Let $$f(x) = \begin{cases} (x-1)^{\frac{1}{2-x}}, & x > 1, x \neq 2 \\ k, & x = 2 \end{cases}$$. The value of k for which f is continuous at $$x = 2$$ is:

For the function to be continuous at $$x = 2$$, the left-hand and right-hand limits of $$f(x)$$ as $$x \to 2$$ must exist and must be equal to the value of the function at that point. Symbolically, continuity demands

$$\lim_{x \to 2} (x-1)^{\frac{1}{2-x}} \;=\; f(2) \;=\; k.$$

So we have to evaluate the limit

$$L \;=\; \lim_{x \to 2} (x-1)^{\frac{1}{2-x}}.$$

Direct substitution gives $$1^{\infty},$$ an indeterminate form. To resolve it, we first take the natural logarithm.
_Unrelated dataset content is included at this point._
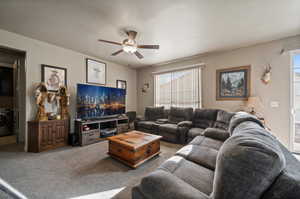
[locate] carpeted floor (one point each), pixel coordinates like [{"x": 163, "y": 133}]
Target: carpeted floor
[{"x": 72, "y": 171}]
Let

$$y \;=\; (x-1)^{\frac{1}{2-x}}.$$

Taking logarithms on both sides, we obtain

$$\ln y \;=\; \frac{\ln(x-1)}{\,2 - x\,}.$$

Now we must evaluate

$$\lim_{x \to 2} \frac{\ln(x-1)}{\,2 - x\,}.$$

As $$x \to 2,$$ the numerator $$\ln(x-1) \to \ln 1 = 0$$ and the denominator $$2 - x \to 0,$$ giving the indeterminate form $$\frac{0}{0}.$$ According to L’Hospital’s Rule (which states that if $$\lim_{x \to a} \frac{f(x)}{g(x)}$$ is of the form $$\frac{0}{0}$$ or $$\frac{\infty}{\infty},$$ then the limit equals $$\lim_{x \to a} \frac{f'(x)}{g'(x)}$$ provided this derivative limit exists), we may differentiate the numerator and denominator separately:

Numerator derivative: $$\dfrac{d}{dx}\bigl[\ln(x-1)\bigr] = \dfrac{1}{x-1}.$$
Denominator derivative: $$\dfrac{d}{dx}[\,2 - x\,] = -1.$$

Applying L’Hospital’s Rule, we get

$$\lim_{x \to 2} \frac{\ln(x-1)}{\,2 - x\,} \;=\; \lim_{x \to 2} \frac{\dfrac{1}{x-1}}{-1} \;=\; \lim_{x \to 2} \Bigl(-\frac{1}{x-1}\Bigr).$$

Now substituting $$x = 2$$ gives

$$-\frac{1}{2-1} = -1.$$

Thus,

$$\ln y = -1.$$

Exponentiating both sides with base $$e$$, we arrive at

$$y = e^{-1}.$$

Therefore,

$$L = e^{-1}.$$

Continuity requires $$k = L,$$ so

$$k = e^{-1}.$$

Hence, the correct answer is Option C.